Houseman v. Rosenfield
This text of 18 Abb. Pr. 379 (Houseman v. Rosenfield) is published on Counsel Stack Legal Research, covering New York Supreme Court primary law. Counsel Stack provides free access to over 12 million legal documents including statutes, case law, regulations, and constitutions.
Opinion
The plaintiff obtained leave to discontinue on the ground that the defendant sets up the Statute of Limitations,
After the answer was put in, the plaintiff did not move for this leave, but virtually tried his case by calling on the defendant to be examined as a witness, with a view to ascertain if there was any way to avoid this defence, and finding there was not, he made the motion.
The only cases in which such leave to discontinue without [381]*381costs has been granted, is where an executor or receiver sues and discovers a mistake after suit brought, and in cases of a defence of insolvency or infancy. In the first class of cases, the executor or receiver would not be liable for costs, except by order of the court. In the latter class, the defences are within the knowledge of the debtor, not of the plaintiff.
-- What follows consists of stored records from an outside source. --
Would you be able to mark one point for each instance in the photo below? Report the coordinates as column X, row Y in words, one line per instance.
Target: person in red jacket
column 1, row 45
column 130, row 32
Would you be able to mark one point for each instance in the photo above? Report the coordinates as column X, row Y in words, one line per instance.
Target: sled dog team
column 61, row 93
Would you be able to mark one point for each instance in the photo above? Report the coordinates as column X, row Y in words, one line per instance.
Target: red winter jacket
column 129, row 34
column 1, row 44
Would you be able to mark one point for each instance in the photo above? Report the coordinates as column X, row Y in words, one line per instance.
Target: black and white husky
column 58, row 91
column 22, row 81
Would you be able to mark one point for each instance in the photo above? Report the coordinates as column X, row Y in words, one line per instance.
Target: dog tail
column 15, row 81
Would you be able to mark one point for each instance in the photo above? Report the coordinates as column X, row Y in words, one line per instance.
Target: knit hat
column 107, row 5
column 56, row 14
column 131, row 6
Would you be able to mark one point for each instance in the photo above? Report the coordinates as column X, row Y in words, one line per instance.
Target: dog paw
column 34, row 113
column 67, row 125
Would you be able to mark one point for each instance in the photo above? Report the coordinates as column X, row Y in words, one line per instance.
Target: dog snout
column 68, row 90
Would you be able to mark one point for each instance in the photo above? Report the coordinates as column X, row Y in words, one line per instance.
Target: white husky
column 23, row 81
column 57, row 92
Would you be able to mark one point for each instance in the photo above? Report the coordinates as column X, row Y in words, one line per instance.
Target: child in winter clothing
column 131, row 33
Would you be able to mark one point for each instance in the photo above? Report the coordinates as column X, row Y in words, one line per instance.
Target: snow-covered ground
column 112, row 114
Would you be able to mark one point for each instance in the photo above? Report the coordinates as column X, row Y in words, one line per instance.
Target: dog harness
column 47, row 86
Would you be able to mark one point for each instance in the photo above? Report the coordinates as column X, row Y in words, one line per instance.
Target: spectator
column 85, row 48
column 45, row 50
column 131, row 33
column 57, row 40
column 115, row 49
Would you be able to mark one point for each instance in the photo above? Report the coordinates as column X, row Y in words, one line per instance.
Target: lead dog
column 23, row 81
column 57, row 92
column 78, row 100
In the case of the Statute of Limitations being pleaded, no such excuse can be offered. The plaintiff knew when his claim accrued. He also knew whether he had the means of resisting that defence.”
If with this knowledge before him, he still persisted in bringing his action, and if, after the defence was put in, he continued to increase the expense by examining the defendant, he presents no meritorious case to the court for their indulgence.
But this defence never has been considered a sufficient ground to allow a discontinuance without costs, and no case has been cited, nor can I find any in which such leave has been granted.
There is no propriety in extending this class of motions to cases other than those in which they have heretofore been granted.
The order at chambers should be reversed.